The CA was also correct in additionally awarding moral damages of PhP 50,000. This is
separate and distinct from civil indemnity. It does not require proof of mental and physical
suffering.[29]
As a final note, we reject accused-appellants argument that had he been found to have merely
fingered AAAs sexual organ, he would only be convicted of acts of lasciviousness. As held in De
Castro v. Fernandez, Jr., the new law on rape now includes sexual assault.[30] Although the
amendment to the law on rape was made after accused-appellant was charged, it is well to point out
that with its expanded definition, rape can now be committed through sexual assault by inserting
any instrument or object, into the genital or anal orifice of another person.[31]

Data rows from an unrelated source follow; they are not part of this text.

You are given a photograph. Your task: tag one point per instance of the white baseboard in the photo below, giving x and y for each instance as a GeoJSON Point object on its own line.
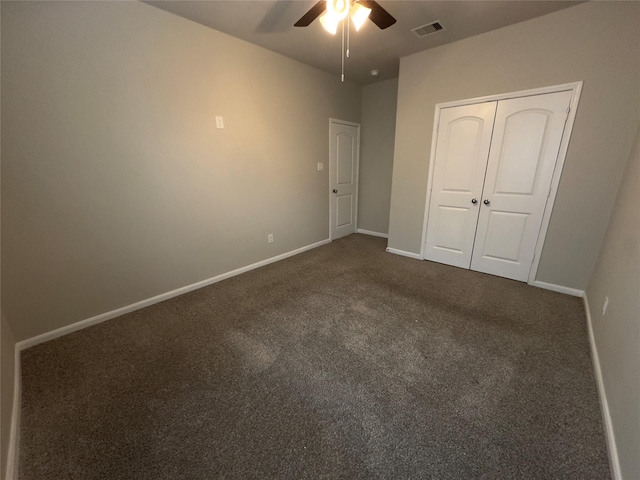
{"type": "Point", "coordinates": [45, 337]}
{"type": "Point", "coordinates": [610, 438]}
{"type": "Point", "coordinates": [373, 234]}
{"type": "Point", "coordinates": [14, 437]}
{"type": "Point", "coordinates": [404, 254]}
{"type": "Point", "coordinates": [559, 288]}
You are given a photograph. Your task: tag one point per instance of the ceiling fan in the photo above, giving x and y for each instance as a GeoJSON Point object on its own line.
{"type": "Point", "coordinates": [331, 12]}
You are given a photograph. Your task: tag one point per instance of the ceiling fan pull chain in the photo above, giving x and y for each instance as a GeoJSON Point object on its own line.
{"type": "Point", "coordinates": [342, 77]}
{"type": "Point", "coordinates": [348, 35]}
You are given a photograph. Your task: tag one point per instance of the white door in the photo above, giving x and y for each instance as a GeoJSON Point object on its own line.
{"type": "Point", "coordinates": [494, 163]}
{"type": "Point", "coordinates": [463, 141]}
{"type": "Point", "coordinates": [524, 150]}
{"type": "Point", "coordinates": [344, 141]}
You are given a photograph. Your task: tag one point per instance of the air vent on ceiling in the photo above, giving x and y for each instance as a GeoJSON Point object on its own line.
{"type": "Point", "coordinates": [428, 29]}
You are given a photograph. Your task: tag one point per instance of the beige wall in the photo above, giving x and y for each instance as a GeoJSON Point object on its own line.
{"type": "Point", "coordinates": [117, 187]}
{"type": "Point", "coordinates": [379, 102]}
{"type": "Point", "coordinates": [596, 42]}
{"type": "Point", "coordinates": [617, 333]}
{"type": "Point", "coordinates": [7, 346]}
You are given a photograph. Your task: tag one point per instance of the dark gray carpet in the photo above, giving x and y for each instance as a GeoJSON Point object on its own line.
{"type": "Point", "coordinates": [342, 362]}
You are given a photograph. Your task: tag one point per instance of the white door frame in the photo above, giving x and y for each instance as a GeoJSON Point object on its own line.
{"type": "Point", "coordinates": [576, 89]}
{"type": "Point", "coordinates": [331, 172]}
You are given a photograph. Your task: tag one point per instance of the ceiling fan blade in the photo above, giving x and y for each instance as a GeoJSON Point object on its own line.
{"type": "Point", "coordinates": [315, 11]}
{"type": "Point", "coordinates": [378, 15]}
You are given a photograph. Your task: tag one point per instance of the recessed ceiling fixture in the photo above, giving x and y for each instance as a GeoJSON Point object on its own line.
{"type": "Point", "coordinates": [334, 13]}
{"type": "Point", "coordinates": [428, 29]}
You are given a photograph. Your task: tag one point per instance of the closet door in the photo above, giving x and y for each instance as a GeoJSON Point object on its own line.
{"type": "Point", "coordinates": [463, 141]}
{"type": "Point", "coordinates": [524, 150]}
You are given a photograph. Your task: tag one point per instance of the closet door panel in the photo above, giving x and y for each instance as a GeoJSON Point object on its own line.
{"type": "Point", "coordinates": [462, 148]}
{"type": "Point", "coordinates": [524, 150]}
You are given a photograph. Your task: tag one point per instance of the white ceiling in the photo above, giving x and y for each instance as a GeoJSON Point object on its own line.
{"type": "Point", "coordinates": [269, 23]}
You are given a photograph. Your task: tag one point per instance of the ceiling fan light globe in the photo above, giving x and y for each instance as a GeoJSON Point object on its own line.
{"type": "Point", "coordinates": [338, 8]}
{"type": "Point", "coordinates": [359, 14]}
{"type": "Point", "coordinates": [329, 22]}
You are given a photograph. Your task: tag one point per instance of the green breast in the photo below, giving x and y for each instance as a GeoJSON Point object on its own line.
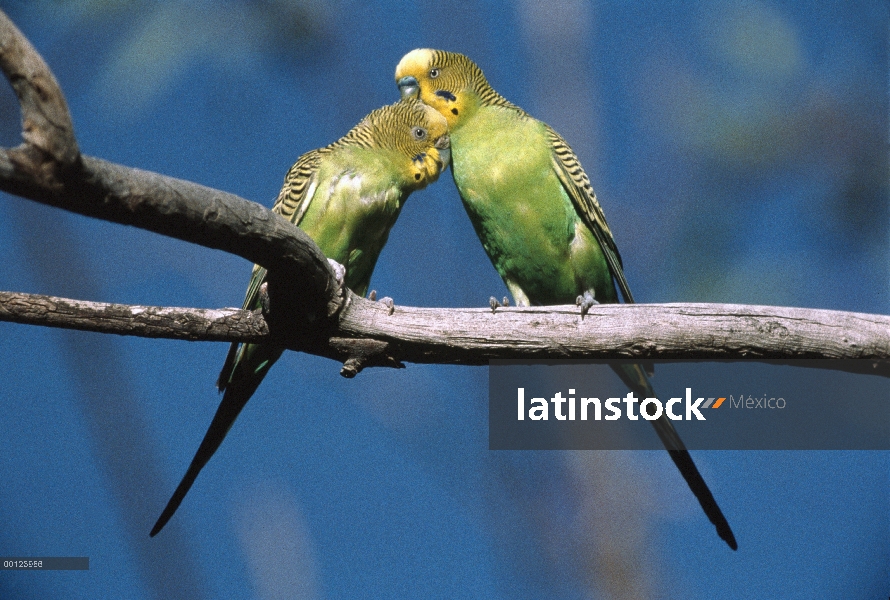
{"type": "Point", "coordinates": [355, 205]}
{"type": "Point", "coordinates": [502, 165]}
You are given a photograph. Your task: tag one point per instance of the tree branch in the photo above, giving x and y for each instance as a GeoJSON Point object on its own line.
{"type": "Point", "coordinates": [368, 334]}
{"type": "Point", "coordinates": [48, 168]}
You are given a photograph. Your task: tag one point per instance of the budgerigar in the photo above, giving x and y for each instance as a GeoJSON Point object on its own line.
{"type": "Point", "coordinates": [346, 197]}
{"type": "Point", "coordinates": [535, 212]}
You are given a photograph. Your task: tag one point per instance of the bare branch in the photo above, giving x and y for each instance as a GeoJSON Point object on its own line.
{"type": "Point", "coordinates": [367, 335]}
{"type": "Point", "coordinates": [48, 168]}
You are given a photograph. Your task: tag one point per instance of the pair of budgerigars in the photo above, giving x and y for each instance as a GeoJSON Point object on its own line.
{"type": "Point", "coordinates": [529, 200]}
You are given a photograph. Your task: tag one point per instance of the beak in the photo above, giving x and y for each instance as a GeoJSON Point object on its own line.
{"type": "Point", "coordinates": [409, 87]}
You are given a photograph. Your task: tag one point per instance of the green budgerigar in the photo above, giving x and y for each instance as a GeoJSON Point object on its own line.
{"type": "Point", "coordinates": [535, 213]}
{"type": "Point", "coordinates": [346, 197]}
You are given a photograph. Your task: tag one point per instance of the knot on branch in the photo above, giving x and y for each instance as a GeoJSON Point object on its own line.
{"type": "Point", "coordinates": [360, 353]}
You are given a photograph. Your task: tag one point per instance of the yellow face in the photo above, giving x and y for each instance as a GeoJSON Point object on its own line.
{"type": "Point", "coordinates": [417, 132]}
{"type": "Point", "coordinates": [436, 78]}
{"type": "Point", "coordinates": [431, 152]}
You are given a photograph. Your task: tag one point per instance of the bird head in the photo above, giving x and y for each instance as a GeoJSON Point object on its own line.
{"type": "Point", "coordinates": [449, 82]}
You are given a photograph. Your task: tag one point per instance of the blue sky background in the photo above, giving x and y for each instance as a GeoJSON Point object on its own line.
{"type": "Point", "coordinates": [739, 150]}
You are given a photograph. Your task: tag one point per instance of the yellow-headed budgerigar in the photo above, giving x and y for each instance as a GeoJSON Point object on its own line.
{"type": "Point", "coordinates": [535, 213]}
{"type": "Point", "coordinates": [346, 197]}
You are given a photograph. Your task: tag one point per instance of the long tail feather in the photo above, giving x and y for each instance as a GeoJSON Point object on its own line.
{"type": "Point", "coordinates": [635, 378]}
{"type": "Point", "coordinates": [238, 390]}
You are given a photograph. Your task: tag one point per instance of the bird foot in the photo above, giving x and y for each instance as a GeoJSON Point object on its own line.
{"type": "Point", "coordinates": [585, 301]}
{"type": "Point", "coordinates": [385, 301]}
{"type": "Point", "coordinates": [339, 270]}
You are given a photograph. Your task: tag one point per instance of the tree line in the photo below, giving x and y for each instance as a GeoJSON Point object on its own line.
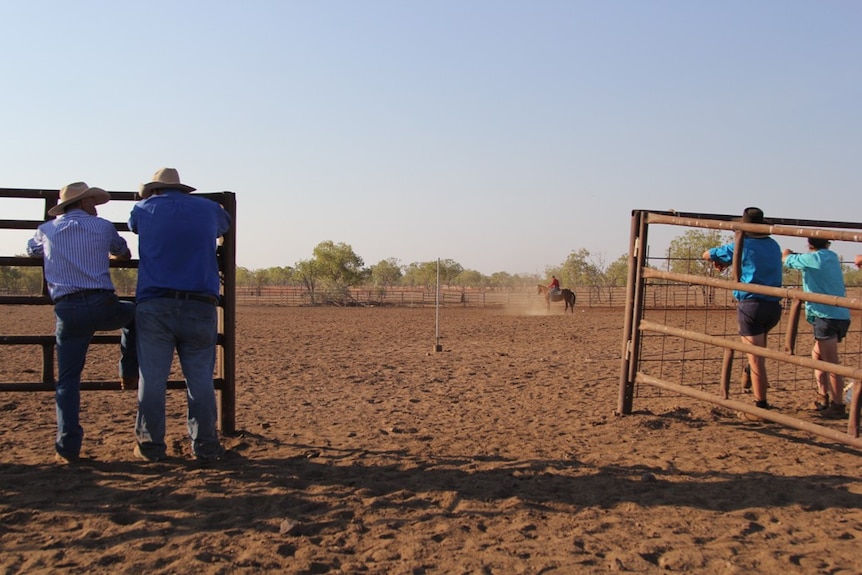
{"type": "Point", "coordinates": [336, 267]}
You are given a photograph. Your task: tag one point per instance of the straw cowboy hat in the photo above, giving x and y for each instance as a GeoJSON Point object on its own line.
{"type": "Point", "coordinates": [77, 192]}
{"type": "Point", "coordinates": [164, 178]}
{"type": "Point", "coordinates": [754, 216]}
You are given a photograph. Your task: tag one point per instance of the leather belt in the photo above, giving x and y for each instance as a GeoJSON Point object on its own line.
{"type": "Point", "coordinates": [82, 293]}
{"type": "Point", "coordinates": [191, 296]}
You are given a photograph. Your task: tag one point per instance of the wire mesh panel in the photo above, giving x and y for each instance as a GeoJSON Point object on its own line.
{"type": "Point", "coordinates": [681, 331]}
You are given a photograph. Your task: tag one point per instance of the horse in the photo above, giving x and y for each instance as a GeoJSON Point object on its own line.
{"type": "Point", "coordinates": [566, 295]}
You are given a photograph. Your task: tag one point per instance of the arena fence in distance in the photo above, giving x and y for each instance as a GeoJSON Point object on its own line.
{"type": "Point", "coordinates": [421, 297]}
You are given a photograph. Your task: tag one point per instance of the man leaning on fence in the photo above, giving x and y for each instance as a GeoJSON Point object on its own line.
{"type": "Point", "coordinates": [822, 273]}
{"type": "Point", "coordinates": [756, 313]}
{"type": "Point", "coordinates": [177, 296]}
{"type": "Point", "coordinates": [76, 247]}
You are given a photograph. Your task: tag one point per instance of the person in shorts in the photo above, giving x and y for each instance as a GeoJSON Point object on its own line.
{"type": "Point", "coordinates": [822, 273]}
{"type": "Point", "coordinates": [756, 313]}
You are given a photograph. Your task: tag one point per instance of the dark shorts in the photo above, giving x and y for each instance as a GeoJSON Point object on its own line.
{"type": "Point", "coordinates": [757, 316]}
{"type": "Point", "coordinates": [825, 328]}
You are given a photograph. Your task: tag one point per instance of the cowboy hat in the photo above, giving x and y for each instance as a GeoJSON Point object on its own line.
{"type": "Point", "coordinates": [164, 178]}
{"type": "Point", "coordinates": [75, 193]}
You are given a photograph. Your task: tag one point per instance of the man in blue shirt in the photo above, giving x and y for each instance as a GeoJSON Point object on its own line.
{"type": "Point", "coordinates": [756, 313]}
{"type": "Point", "coordinates": [76, 247]}
{"type": "Point", "coordinates": [822, 273]}
{"type": "Point", "coordinates": [177, 309]}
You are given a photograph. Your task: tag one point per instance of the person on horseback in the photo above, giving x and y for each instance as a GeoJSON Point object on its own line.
{"type": "Point", "coordinates": [554, 286]}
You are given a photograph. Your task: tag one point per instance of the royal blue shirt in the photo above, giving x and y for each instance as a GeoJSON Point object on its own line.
{"type": "Point", "coordinates": [177, 243]}
{"type": "Point", "coordinates": [761, 264]}
{"type": "Point", "coordinates": [821, 273]}
{"type": "Point", "coordinates": [75, 247]}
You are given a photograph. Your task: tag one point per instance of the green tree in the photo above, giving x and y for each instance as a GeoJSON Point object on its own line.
{"type": "Point", "coordinates": [685, 252]}
{"type": "Point", "coordinates": [617, 273]}
{"type": "Point", "coordinates": [307, 274]}
{"type": "Point", "coordinates": [421, 274]}
{"type": "Point", "coordinates": [449, 270]}
{"type": "Point", "coordinates": [386, 273]}
{"type": "Point", "coordinates": [338, 266]}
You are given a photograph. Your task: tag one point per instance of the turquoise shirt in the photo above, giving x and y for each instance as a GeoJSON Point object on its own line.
{"type": "Point", "coordinates": [821, 273]}
{"type": "Point", "coordinates": [761, 264]}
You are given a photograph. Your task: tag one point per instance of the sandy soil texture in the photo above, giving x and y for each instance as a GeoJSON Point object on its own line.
{"type": "Point", "coordinates": [362, 450]}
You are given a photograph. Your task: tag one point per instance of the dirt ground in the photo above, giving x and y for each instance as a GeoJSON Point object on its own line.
{"type": "Point", "coordinates": [360, 449]}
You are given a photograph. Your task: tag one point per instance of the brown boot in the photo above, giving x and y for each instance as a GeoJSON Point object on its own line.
{"type": "Point", "coordinates": [819, 404]}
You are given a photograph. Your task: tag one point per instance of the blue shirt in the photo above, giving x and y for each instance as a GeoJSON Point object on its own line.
{"type": "Point", "coordinates": [821, 273]}
{"type": "Point", "coordinates": [177, 243]}
{"type": "Point", "coordinates": [75, 247]}
{"type": "Point", "coordinates": [761, 264]}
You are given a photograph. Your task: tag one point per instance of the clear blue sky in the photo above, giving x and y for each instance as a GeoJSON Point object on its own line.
{"type": "Point", "coordinates": [503, 135]}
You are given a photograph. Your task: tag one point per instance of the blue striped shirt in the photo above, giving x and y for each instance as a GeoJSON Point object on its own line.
{"type": "Point", "coordinates": [75, 247]}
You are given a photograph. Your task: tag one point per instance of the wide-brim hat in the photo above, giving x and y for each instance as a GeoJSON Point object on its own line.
{"type": "Point", "coordinates": [164, 178]}
{"type": "Point", "coordinates": [753, 216]}
{"type": "Point", "coordinates": [77, 192]}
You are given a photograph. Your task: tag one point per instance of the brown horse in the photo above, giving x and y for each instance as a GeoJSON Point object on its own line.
{"type": "Point", "coordinates": [565, 295]}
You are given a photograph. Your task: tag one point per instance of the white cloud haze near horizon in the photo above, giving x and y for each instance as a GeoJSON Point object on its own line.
{"type": "Point", "coordinates": [502, 135]}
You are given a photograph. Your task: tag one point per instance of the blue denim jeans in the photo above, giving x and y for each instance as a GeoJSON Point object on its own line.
{"type": "Point", "coordinates": [191, 328]}
{"type": "Point", "coordinates": [79, 317]}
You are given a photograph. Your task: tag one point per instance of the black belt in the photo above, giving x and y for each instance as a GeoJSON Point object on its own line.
{"type": "Point", "coordinates": [81, 293]}
{"type": "Point", "coordinates": [186, 295]}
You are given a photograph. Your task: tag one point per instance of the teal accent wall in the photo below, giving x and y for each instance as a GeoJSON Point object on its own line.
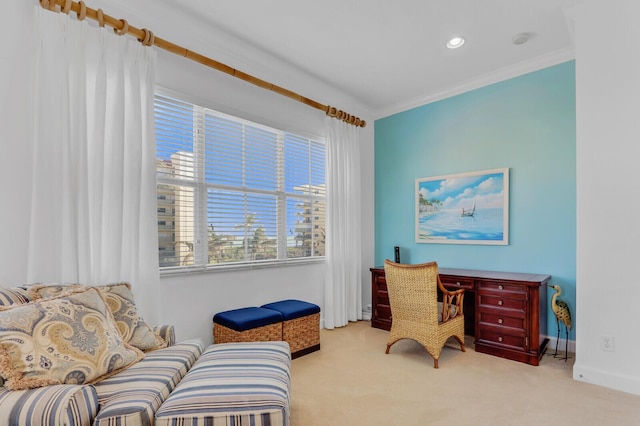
{"type": "Point", "coordinates": [527, 124]}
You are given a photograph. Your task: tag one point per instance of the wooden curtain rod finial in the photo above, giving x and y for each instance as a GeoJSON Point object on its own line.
{"type": "Point", "coordinates": [124, 29]}
{"type": "Point", "coordinates": [344, 116]}
{"type": "Point", "coordinates": [148, 38]}
{"type": "Point", "coordinates": [83, 11]}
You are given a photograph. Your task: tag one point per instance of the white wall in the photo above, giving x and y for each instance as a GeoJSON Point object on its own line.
{"type": "Point", "coordinates": [608, 184]}
{"type": "Point", "coordinates": [187, 301]}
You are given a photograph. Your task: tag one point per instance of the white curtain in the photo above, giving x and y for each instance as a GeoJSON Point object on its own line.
{"type": "Point", "coordinates": [343, 285]}
{"type": "Point", "coordinates": [93, 212]}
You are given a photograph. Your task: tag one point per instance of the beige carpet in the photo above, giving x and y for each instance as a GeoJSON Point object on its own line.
{"type": "Point", "coordinates": [351, 381]}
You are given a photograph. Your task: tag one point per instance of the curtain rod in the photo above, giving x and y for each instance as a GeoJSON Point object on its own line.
{"type": "Point", "coordinates": [147, 38]}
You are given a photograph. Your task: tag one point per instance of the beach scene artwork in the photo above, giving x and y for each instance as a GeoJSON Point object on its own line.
{"type": "Point", "coordinates": [464, 208]}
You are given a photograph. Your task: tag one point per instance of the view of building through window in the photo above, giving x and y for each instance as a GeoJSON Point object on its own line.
{"type": "Point", "coordinates": [230, 191]}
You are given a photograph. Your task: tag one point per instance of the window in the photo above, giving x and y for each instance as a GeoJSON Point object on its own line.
{"type": "Point", "coordinates": [234, 192]}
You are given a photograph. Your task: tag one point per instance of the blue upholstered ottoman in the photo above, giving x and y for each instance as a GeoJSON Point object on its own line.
{"type": "Point", "coordinates": [300, 326]}
{"type": "Point", "coordinates": [251, 324]}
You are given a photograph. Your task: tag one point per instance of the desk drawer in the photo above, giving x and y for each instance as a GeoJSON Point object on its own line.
{"type": "Point", "coordinates": [502, 336]}
{"type": "Point", "coordinates": [453, 282]}
{"type": "Point", "coordinates": [495, 317]}
{"type": "Point", "coordinates": [513, 290]}
{"type": "Point", "coordinates": [500, 302]}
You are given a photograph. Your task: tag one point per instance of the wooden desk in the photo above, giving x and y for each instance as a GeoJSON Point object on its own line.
{"type": "Point", "coordinates": [506, 312]}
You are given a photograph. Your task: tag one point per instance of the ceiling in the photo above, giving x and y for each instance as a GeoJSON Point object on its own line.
{"type": "Point", "coordinates": [391, 55]}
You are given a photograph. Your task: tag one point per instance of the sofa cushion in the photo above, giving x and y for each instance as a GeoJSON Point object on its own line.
{"type": "Point", "coordinates": [71, 339]}
{"type": "Point", "coordinates": [133, 396]}
{"type": "Point", "coordinates": [72, 405]}
{"type": "Point", "coordinates": [121, 303]}
{"type": "Point", "coordinates": [233, 384]}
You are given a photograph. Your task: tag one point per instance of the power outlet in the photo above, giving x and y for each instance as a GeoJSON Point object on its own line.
{"type": "Point", "coordinates": [608, 343]}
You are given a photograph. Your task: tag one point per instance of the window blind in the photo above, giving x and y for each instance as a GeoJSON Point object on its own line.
{"type": "Point", "coordinates": [234, 192]}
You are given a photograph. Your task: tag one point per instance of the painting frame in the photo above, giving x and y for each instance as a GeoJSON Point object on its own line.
{"type": "Point", "coordinates": [463, 208]}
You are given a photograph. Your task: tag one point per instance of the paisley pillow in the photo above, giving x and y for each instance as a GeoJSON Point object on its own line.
{"type": "Point", "coordinates": [13, 296]}
{"type": "Point", "coordinates": [121, 303]}
{"type": "Point", "coordinates": [133, 328]}
{"type": "Point", "coordinates": [71, 339]}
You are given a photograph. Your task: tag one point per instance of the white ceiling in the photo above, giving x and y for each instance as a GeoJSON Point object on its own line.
{"type": "Point", "coordinates": [391, 55]}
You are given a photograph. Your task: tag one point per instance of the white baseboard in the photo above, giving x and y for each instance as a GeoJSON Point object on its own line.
{"type": "Point", "coordinates": [551, 347]}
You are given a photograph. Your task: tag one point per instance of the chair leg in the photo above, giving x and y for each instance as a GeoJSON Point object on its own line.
{"type": "Point", "coordinates": [461, 343]}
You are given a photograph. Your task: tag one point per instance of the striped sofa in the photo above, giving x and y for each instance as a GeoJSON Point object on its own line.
{"type": "Point", "coordinates": [130, 397]}
{"type": "Point", "coordinates": [237, 383]}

WHEREFORE, the appeal of accused-appellant is DISMISSED. The Decision dated October 25,
2007 of the CA in CA-G.R. CR-H.C. No. 00310-MIN finding him guilty of the crime of rape
is AFFIRMED IN TOTO.
No costs.
SO ORDERED.
WE CONCUR:
LEONARDO A. QUISUMBING
Associate Justice
Chairperson
ARTURO D. BRION
Associate Justice
AT T E S T AT I O N
I attest that the conclusions in the above Decision had been reached in consultation before the case
was assigned to the writer of the opinion of the Courts Division.
LEONARDO A. QUISUMBING
Associate Justice
Chairperson
C E R T I F I C AT I O N
Pursuant to Section 13, Article VIII of the Constitution, and the Division Chairpersons Attestation, I
certify that the conclusions in the above Decision had been reached in consultation before the case
was assigned to the writer of the opinion of the Courts Division.
REYNATO S. PUNO
Chief Justice
[1] CA rollo, p. 6.
[2] TSN, July 14, 1998, p. 24.
[3] Id.
[4] Id. at 26-27.
[5] Id. at 27.
[6] TSN, May 4, 1998, p. 15.
[7] Id. at 17.
[8] TSN, March 5, 1998, pp. 9-10.
[9] Id. at 10.
[10] Id. at 11.
[11] TSN, November 17, 1997, p. 2.
[12] Id.
[13] CA rollo, pp. 16-A-17.
[14] Id. at 22. Penned by Judge Jesus V. Quitain.
[15] G.R. Nos. 147678-87, July 7, 2004, 433 SCRA 640.
[16] Rollo, pp. 12-13. Penned by Associate Justice Michael P. Elbinias and concurred in by
Associate Justices Teresita Dy-Liacco Flores and Rodrigo F. Lim, Jr.
[17] TSN, March 5, 1998, p. 10.
[18] TSN, July 14, 1998, p. 43.
[19] Id. at 24-25.
[20] Id. at 27.
[21] 2000 RULE ON EXAMINATION OF A CHILD WITNESS, Sec. 2.
[22] TSN, November 17, 1997, p. 2.
[23] G.R. Nos. 153573-76, April 15, 2005, 456 SCRA 333, 350.
[24] People v. Arsayo, G.R. No. 166546, September 26, 2006, 503 SCRA 275, 287.
[25] People v. Dela Cruz, G.R. No. 135022, July 11, 2002, 384 SCRA 375, 389.
[26] Suarez, supra at 349.
[27] Dela Cruz, supra at 390.
[28] People v. Madia, G.R. No. 130524, June 20, 2001, 359 SCRA 157, 165.
[29] People v. Cultura, G.R. No. 133831, February 14, 2003, 397 SCRA 368, 380.
[30] G.R. No. 155041, February 14, 2007, 515 SCRA 682, 689; citing People v. Soriano,
436 Phil. 719 (2002).
[31] Republic Act No. 8353 or The Anti-Rape Law of 1997, Sec. 2.